Avoska for the projectile: how the net bag helped a great Soviet Army

Avoska for the projectile: how the net bag helped a great Soviet Army

In the description of the Soviet grenades, you can find the phrase: "Inside the body of the grenade (between the explosive charge and the body) there is a grid of cardboard for rational crushing of the body into fragments, which contributes to an increase in the fragmentation effect." To come to the opening of the grid itself helped ... bag-bag!

Bach - and the ladies!

With the property of gunpowder, it was great to know Babahat more closely with his European inventor, Berthold Schwartz. In those medieval times, people in Europe lived their habitual wonders. “That we have some kind of powder when we are waiting for the end of the world from day to day!” And soon Schwarz’s invention was rumbling with the first cannon.

It quickly turned out that with the help of gunpowder, it turns out to be a good idea to launch something like a stone block in the direction of evil enemies. Accuracy, however, ranged from plus or minus the city, but since they were shooting at the city walls, they were satisfied with the consumers.Loud monsters quickly became the first and last argument of the monarchs in the fight against the feudal freemen, clearly showing that "early, apparently, do not care about kings!".

However, in the open field the guns had to be more difficult. Of course, get in the way of some kind of squad (the combat order of infantry, built in the form of a square or rectangle. - Approx. Ed.) - lane "). But with the infantry deployed in line, such tricks no longer worked.

Before the Hollywood films, where every nucleus almost demolishes the half-battalion with an almost atomic explosion, it was necessary to wait a long time. And the heirs of the monk Schwartz were perplexed: how could one hit a little more people with one shot ?!

Shrapnels and Pineapples

Pretty soon, the gunners came to the idea of ​​making the core hollow and pouring all the same magic powder into the empty space. The resulting item was called a bomb. True, the very first samples were also far from super-duper. As a rule, during an explosion, they broke up into a couple of large fragments.

The solution to the problem was proposed by Briton Henry Shrapnel.Plain bullets were thrown at the core, and if it was possible to make him blast higher, lead rain poured onto the heads of the enemy soldiers. This version of the ammunition with the GGE - ready attacking elements - is used with might and main in our days. And it is called in honor of the inventor - shrapnel. From huge air defense missiles to small Claymore anti-personnel mines. Or even improvised explosive devices of terrorists - then nails, balls from bearings and in general everything that comes to hand will be used.

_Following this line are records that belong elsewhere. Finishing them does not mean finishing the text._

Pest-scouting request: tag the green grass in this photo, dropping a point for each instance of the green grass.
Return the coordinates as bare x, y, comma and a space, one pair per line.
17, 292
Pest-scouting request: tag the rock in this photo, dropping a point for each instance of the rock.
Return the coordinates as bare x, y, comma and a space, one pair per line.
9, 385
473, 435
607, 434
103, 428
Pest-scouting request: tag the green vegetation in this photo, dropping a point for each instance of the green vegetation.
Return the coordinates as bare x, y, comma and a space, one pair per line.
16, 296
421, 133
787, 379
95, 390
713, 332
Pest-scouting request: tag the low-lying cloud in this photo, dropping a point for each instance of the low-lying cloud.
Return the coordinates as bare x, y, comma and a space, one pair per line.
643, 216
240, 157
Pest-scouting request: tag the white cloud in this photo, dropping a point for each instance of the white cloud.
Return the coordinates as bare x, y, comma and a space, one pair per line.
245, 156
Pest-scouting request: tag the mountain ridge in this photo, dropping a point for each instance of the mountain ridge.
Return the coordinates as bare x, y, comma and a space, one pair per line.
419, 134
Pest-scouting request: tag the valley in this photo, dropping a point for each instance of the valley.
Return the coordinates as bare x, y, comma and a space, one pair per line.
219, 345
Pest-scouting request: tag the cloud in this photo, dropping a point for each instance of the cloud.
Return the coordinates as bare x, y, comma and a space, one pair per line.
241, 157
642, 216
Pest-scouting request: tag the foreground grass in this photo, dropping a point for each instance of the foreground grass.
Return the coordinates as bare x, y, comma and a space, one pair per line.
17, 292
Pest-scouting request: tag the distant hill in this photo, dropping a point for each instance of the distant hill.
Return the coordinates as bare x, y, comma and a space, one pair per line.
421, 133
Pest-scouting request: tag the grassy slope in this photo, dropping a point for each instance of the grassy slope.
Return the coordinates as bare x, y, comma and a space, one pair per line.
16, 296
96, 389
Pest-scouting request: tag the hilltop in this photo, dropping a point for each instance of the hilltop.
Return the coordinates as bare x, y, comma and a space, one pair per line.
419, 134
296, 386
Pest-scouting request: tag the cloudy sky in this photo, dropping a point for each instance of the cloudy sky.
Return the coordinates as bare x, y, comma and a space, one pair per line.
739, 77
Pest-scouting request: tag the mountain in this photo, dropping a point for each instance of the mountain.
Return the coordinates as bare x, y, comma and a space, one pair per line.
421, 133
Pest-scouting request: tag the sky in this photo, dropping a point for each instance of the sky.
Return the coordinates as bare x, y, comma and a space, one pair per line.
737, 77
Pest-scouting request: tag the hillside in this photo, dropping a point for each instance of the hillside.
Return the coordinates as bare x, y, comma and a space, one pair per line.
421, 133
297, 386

British 18 – lb (83,8 mm) shrapnel shell used in the First World War
However, the projectile with the GGE, even the most primitive, is more expensive than usual. It is better when the useful work of mowing the grass and everything living around makes fragments of the shell itself. Well, so that this body scattered to the sides as it should, and not as horrible, they began to make notches on its surface from the outside or the inside. The most classic examples of such a device are the British Mills bomb (the “Mills bomb”), the French F.1 and our F-1 “lemon”, a hand-grenade with a corrugated body, familiar to everyone, if not for the lessons of basic military training, then for cinema .

However, in practice, it quickly became clear: the presence of notches does not guarantee at all that the ammunition case will spread over them. In the same "lemon" most of the body is literally crushed into dust, giving a bunch of small and harmless fragments. As sadly noted in this regard in the description of the grenade: "the idea of ​​forming fragments of predictable size due to the corrugation of the body was not quite correct."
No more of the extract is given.